When it comes to cost estimating, “Big Data” feels like a blessing. It’s great to have thousands of datapoints to analyze, especially in our data-driven profession. However, if you are the one trying to wrangle messy data into a usable format, it can sometimes feel like a curse!
Lately, my main task has been working with historical data that PRICE® Research has gathered over the years and amalgamating it into a larger, workable database. While I’m excited to see how we can harness old data to help guide future decisions, it has been an arduous task. The data I’m currently working with is structured in flat files (Excel worksheets) with over 100 columns each. The data needs to be checked for quality, normalized, and then placed into a standard format. My biggest challenge is developing a procedure to handle these files to create a homogenous database that is transparent, easy to navigate, and accessible for all customers, while also preparing for ingesting future data.
Part of creating the correct methodology is finding the right tools to do the work. The types of applications I’m looking at perform what it is normally called Extract Transform Load (ETL). I have compared about a dozen tools that perform ETL. Many, such as Stitch, were meant for performing simple ETL on data stored in the cloud or cloud-based applications. Others such as RapidMiner, Alteryx, and Informatica, are more complex and can perform many pre-established operations.

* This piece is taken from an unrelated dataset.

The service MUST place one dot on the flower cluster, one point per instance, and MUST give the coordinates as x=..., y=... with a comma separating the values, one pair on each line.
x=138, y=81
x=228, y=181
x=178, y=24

However, these programs are most useful when the data sources come in a fixed format and are refreshed on a consistent schedule, such as daily or monthly. This is not my goal; most data sources will be updated sparingly (perhaps once a year) if at all. Each data source will come in a different format and structure, so a unique ETL process must be created. In addition, we will most likely encounter a situation where we need custom scripts written in a programming language to do some of the work for us.
Therefore, these paid software applications do not add much more value than software that we already have access to such as Microsoft Power Query and Python. So far, I have decided to work with Power Query and Python, but as I encounter new challenges on this project, I may change my mind.